If p is true, then q is true.
q is not true.
Therefore, p is not true.

(Where p represents something like "Teresa is more courageous than someone who has doubts," and q represents "Teresa states she is an atheist.")


Since helping the poor without a belief in heavenly reward contextually implies such a person would be an atheist, and Teresa helped the poor with (presumably) having doubts about heaven--we have the vague appearance of a (valid) modus tollens.
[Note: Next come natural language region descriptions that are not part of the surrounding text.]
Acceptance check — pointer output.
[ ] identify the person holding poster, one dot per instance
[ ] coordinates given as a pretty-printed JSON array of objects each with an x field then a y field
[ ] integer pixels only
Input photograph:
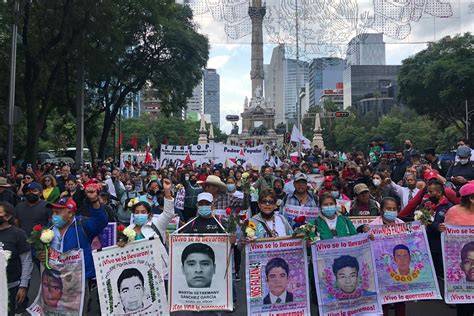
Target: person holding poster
[
  {"x": 269, "y": 223},
  {"x": 461, "y": 215},
  {"x": 77, "y": 232},
  {"x": 330, "y": 224},
  {"x": 389, "y": 209}
]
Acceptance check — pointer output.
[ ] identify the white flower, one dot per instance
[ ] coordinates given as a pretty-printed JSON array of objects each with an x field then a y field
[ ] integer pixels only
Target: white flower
[
  {"x": 130, "y": 233},
  {"x": 47, "y": 236}
]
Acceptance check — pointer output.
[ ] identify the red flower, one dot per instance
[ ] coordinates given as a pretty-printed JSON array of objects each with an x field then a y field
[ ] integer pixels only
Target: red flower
[{"x": 300, "y": 219}]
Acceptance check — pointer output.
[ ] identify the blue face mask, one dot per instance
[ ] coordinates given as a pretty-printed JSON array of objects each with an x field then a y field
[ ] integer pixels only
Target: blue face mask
[
  {"x": 335, "y": 194},
  {"x": 390, "y": 215},
  {"x": 329, "y": 211},
  {"x": 58, "y": 221},
  {"x": 204, "y": 211},
  {"x": 140, "y": 219}
]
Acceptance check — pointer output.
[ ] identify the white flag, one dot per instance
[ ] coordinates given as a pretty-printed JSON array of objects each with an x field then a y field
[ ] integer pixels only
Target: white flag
[{"x": 296, "y": 136}]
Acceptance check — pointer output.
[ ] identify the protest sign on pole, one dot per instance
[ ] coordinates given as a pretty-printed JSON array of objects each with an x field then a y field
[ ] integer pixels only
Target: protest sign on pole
[
  {"x": 61, "y": 290},
  {"x": 293, "y": 211},
  {"x": 200, "y": 272},
  {"x": 404, "y": 265},
  {"x": 130, "y": 279},
  {"x": 345, "y": 277},
  {"x": 277, "y": 277},
  {"x": 3, "y": 283},
  {"x": 458, "y": 260}
]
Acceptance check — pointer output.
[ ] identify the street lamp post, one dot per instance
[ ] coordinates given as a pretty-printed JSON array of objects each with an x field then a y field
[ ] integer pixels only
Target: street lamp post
[{"x": 11, "y": 100}]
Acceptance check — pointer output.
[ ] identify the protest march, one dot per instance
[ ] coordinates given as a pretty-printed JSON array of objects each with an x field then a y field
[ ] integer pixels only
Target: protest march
[{"x": 319, "y": 236}]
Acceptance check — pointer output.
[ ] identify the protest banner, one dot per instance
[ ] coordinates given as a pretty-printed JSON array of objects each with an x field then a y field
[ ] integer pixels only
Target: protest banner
[
  {"x": 293, "y": 211},
  {"x": 130, "y": 279},
  {"x": 277, "y": 277},
  {"x": 344, "y": 271},
  {"x": 458, "y": 260},
  {"x": 200, "y": 272},
  {"x": 107, "y": 238},
  {"x": 361, "y": 220},
  {"x": 61, "y": 290},
  {"x": 3, "y": 283},
  {"x": 404, "y": 265}
]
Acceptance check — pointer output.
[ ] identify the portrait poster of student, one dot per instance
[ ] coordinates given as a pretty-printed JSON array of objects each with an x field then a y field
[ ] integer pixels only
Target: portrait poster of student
[
  {"x": 200, "y": 272},
  {"x": 61, "y": 290},
  {"x": 404, "y": 265},
  {"x": 130, "y": 279},
  {"x": 277, "y": 277},
  {"x": 345, "y": 277},
  {"x": 458, "y": 260},
  {"x": 3, "y": 283}
]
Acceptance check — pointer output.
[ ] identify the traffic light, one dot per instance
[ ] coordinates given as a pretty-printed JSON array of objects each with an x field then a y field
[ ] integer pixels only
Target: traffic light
[{"x": 342, "y": 114}]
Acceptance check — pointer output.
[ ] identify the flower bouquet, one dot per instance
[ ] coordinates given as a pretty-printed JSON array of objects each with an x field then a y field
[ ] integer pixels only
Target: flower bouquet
[
  {"x": 424, "y": 216},
  {"x": 40, "y": 239},
  {"x": 125, "y": 235}
]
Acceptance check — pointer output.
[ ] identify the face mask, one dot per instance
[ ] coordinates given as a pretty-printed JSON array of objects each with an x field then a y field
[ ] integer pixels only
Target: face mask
[
  {"x": 231, "y": 187},
  {"x": 329, "y": 211},
  {"x": 58, "y": 221},
  {"x": 390, "y": 215},
  {"x": 204, "y": 211},
  {"x": 140, "y": 219},
  {"x": 32, "y": 198}
]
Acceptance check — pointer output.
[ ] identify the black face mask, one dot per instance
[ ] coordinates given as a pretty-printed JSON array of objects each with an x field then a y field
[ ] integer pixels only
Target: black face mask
[{"x": 32, "y": 198}]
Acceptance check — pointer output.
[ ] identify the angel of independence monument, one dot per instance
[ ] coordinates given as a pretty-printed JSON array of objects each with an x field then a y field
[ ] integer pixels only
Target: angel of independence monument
[{"x": 258, "y": 118}]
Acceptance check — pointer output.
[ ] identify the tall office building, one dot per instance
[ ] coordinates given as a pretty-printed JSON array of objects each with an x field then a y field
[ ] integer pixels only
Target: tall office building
[
  {"x": 280, "y": 84},
  {"x": 194, "y": 103},
  {"x": 324, "y": 73},
  {"x": 366, "y": 49},
  {"x": 211, "y": 95}
]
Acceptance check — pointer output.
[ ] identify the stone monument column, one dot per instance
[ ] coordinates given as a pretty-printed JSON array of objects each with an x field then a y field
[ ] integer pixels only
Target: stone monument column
[{"x": 257, "y": 12}]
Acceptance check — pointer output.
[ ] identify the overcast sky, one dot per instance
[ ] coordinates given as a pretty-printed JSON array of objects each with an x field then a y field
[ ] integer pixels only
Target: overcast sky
[{"x": 231, "y": 57}]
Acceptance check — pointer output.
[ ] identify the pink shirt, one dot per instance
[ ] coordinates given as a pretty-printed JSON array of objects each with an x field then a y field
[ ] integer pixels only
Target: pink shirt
[{"x": 459, "y": 215}]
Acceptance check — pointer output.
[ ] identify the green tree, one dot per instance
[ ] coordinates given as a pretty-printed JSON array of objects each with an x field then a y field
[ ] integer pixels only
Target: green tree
[{"x": 438, "y": 80}]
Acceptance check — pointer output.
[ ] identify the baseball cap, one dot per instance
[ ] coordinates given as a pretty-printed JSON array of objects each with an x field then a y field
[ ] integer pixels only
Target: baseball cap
[
  {"x": 360, "y": 188},
  {"x": 205, "y": 196},
  {"x": 467, "y": 189},
  {"x": 463, "y": 152},
  {"x": 300, "y": 176},
  {"x": 34, "y": 186},
  {"x": 64, "y": 202}
]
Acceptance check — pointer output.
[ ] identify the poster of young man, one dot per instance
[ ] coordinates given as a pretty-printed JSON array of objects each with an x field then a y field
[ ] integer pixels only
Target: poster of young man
[
  {"x": 277, "y": 277},
  {"x": 200, "y": 272},
  {"x": 403, "y": 261},
  {"x": 293, "y": 211},
  {"x": 458, "y": 259},
  {"x": 3, "y": 284},
  {"x": 345, "y": 278},
  {"x": 130, "y": 279},
  {"x": 61, "y": 290}
]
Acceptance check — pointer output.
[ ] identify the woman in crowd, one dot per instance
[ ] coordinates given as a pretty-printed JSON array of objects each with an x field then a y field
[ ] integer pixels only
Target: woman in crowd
[
  {"x": 50, "y": 189},
  {"x": 269, "y": 223},
  {"x": 19, "y": 265},
  {"x": 330, "y": 224},
  {"x": 389, "y": 210}
]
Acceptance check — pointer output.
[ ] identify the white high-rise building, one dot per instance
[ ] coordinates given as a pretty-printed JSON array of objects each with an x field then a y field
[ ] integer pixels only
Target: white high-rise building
[{"x": 366, "y": 49}]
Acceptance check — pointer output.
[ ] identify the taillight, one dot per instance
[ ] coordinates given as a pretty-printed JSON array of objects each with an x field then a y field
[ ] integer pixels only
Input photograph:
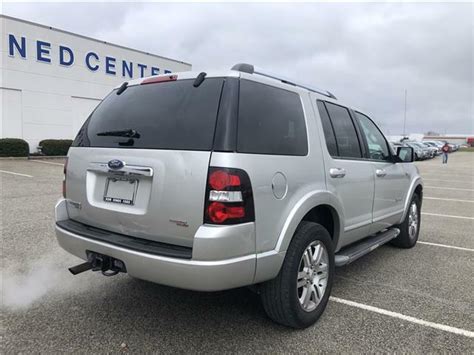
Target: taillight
[
  {"x": 64, "y": 180},
  {"x": 229, "y": 198}
]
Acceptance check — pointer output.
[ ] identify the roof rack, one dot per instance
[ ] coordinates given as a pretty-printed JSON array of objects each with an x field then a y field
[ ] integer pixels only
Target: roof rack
[{"x": 250, "y": 69}]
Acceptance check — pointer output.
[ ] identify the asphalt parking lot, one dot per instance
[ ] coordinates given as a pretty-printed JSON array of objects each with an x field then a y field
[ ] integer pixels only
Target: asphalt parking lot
[{"x": 418, "y": 300}]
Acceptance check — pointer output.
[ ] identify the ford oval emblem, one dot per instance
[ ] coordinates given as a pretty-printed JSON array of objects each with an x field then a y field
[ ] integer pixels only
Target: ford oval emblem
[{"x": 116, "y": 164}]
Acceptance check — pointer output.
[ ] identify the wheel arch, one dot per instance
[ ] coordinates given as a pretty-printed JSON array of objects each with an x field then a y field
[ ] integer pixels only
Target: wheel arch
[
  {"x": 320, "y": 207},
  {"x": 415, "y": 187}
]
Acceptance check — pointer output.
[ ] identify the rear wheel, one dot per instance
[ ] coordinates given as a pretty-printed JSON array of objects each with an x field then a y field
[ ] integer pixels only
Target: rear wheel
[
  {"x": 410, "y": 227},
  {"x": 299, "y": 294}
]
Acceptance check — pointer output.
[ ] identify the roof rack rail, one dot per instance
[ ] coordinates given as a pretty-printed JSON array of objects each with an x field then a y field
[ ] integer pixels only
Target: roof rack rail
[{"x": 250, "y": 69}]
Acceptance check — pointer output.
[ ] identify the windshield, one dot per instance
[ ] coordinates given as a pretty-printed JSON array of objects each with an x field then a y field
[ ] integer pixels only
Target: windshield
[{"x": 170, "y": 115}]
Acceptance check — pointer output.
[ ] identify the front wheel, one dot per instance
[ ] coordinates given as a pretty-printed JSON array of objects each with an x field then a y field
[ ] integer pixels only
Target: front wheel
[
  {"x": 410, "y": 227},
  {"x": 299, "y": 294}
]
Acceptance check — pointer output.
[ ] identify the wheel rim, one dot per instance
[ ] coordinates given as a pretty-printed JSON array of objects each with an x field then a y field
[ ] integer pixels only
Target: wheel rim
[
  {"x": 413, "y": 220},
  {"x": 312, "y": 276}
]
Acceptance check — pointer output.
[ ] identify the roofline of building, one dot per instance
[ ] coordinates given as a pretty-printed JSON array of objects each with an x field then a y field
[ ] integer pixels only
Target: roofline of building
[{"x": 91, "y": 39}]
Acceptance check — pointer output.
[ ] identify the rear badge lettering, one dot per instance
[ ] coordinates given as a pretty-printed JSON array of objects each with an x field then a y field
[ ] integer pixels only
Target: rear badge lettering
[{"x": 179, "y": 223}]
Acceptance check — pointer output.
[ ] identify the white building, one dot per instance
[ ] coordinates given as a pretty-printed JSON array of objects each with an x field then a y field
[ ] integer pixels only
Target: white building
[{"x": 50, "y": 80}]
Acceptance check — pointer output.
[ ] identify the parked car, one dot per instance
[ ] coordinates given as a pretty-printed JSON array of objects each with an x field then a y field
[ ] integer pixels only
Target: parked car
[
  {"x": 436, "y": 145},
  {"x": 227, "y": 179},
  {"x": 433, "y": 150}
]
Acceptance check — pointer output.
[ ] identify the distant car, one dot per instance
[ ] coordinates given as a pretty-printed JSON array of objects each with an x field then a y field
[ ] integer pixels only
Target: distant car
[
  {"x": 433, "y": 144},
  {"x": 433, "y": 150}
]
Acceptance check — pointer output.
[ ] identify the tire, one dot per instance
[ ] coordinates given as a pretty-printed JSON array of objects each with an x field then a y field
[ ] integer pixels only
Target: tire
[
  {"x": 407, "y": 237},
  {"x": 281, "y": 296}
]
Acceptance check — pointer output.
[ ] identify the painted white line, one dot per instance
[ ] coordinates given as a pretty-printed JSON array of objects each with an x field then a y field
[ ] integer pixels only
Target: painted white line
[
  {"x": 446, "y": 199},
  {"x": 410, "y": 319},
  {"x": 13, "y": 173},
  {"x": 445, "y": 215},
  {"x": 448, "y": 188},
  {"x": 445, "y": 246},
  {"x": 46, "y": 162}
]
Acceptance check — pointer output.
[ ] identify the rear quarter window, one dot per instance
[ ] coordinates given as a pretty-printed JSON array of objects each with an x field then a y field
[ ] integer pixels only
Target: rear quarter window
[{"x": 271, "y": 121}]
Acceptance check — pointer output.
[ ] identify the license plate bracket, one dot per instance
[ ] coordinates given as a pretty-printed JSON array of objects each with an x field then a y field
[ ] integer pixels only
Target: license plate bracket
[{"x": 121, "y": 190}]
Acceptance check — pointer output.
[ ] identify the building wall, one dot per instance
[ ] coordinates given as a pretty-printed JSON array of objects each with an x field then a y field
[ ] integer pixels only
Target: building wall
[{"x": 50, "y": 80}]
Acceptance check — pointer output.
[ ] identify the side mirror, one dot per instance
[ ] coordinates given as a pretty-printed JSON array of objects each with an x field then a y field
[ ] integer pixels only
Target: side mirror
[{"x": 405, "y": 154}]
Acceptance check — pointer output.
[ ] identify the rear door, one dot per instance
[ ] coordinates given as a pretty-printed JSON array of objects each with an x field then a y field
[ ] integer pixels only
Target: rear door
[
  {"x": 139, "y": 164},
  {"x": 391, "y": 180},
  {"x": 348, "y": 175}
]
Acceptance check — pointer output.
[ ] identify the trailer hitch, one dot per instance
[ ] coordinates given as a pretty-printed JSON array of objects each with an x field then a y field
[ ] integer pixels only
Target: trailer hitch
[{"x": 98, "y": 262}]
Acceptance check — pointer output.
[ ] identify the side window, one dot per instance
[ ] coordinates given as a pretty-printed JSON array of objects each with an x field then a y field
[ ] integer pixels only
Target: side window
[
  {"x": 328, "y": 130},
  {"x": 346, "y": 136},
  {"x": 376, "y": 142},
  {"x": 271, "y": 121}
]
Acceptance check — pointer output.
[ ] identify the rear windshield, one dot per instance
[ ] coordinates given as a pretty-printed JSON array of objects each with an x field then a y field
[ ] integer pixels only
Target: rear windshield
[{"x": 171, "y": 115}]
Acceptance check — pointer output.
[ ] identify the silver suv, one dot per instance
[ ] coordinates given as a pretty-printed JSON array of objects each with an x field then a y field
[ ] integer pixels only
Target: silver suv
[{"x": 227, "y": 179}]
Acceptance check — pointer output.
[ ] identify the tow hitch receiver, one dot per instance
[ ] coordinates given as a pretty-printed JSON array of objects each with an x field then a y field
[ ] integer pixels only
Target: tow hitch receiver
[{"x": 98, "y": 262}]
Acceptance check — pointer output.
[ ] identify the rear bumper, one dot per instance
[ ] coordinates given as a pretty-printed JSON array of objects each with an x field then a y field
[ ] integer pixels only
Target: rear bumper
[{"x": 200, "y": 275}]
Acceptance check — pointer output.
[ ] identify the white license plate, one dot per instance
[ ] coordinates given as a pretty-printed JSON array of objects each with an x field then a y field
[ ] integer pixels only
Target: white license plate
[{"x": 120, "y": 190}]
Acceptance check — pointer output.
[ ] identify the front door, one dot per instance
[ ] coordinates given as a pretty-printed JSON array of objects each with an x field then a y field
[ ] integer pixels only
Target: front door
[
  {"x": 391, "y": 181},
  {"x": 348, "y": 175}
]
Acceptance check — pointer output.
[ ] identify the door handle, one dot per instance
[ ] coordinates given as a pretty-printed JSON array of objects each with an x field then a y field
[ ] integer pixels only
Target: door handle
[
  {"x": 380, "y": 172},
  {"x": 337, "y": 172}
]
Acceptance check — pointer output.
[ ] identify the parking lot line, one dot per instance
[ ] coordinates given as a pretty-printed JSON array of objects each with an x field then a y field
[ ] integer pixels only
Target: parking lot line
[
  {"x": 46, "y": 162},
  {"x": 448, "y": 188},
  {"x": 445, "y": 215},
  {"x": 445, "y": 246},
  {"x": 446, "y": 199},
  {"x": 422, "y": 322},
  {"x": 13, "y": 173}
]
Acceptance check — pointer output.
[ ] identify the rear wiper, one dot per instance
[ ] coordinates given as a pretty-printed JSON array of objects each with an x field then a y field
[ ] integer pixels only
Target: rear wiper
[{"x": 130, "y": 133}]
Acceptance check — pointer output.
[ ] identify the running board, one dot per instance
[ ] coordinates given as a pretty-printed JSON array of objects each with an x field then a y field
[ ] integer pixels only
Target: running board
[{"x": 353, "y": 252}]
Well, of course, all modus tollens arguments are valid. But since there is no evidence adduced for the statement that she admits to being an agnostic, much less an atheist, by any interpretation or translation of p and q, we have at least one false premise.

Consequently, even if we were to agree somehow to the questionable and murky translations, the argument in the Time letter is unsound. The best that Mr. Berkshire can hope for in this excerpt printed in Time is the assertion of a contrary-to-fact conditional statement.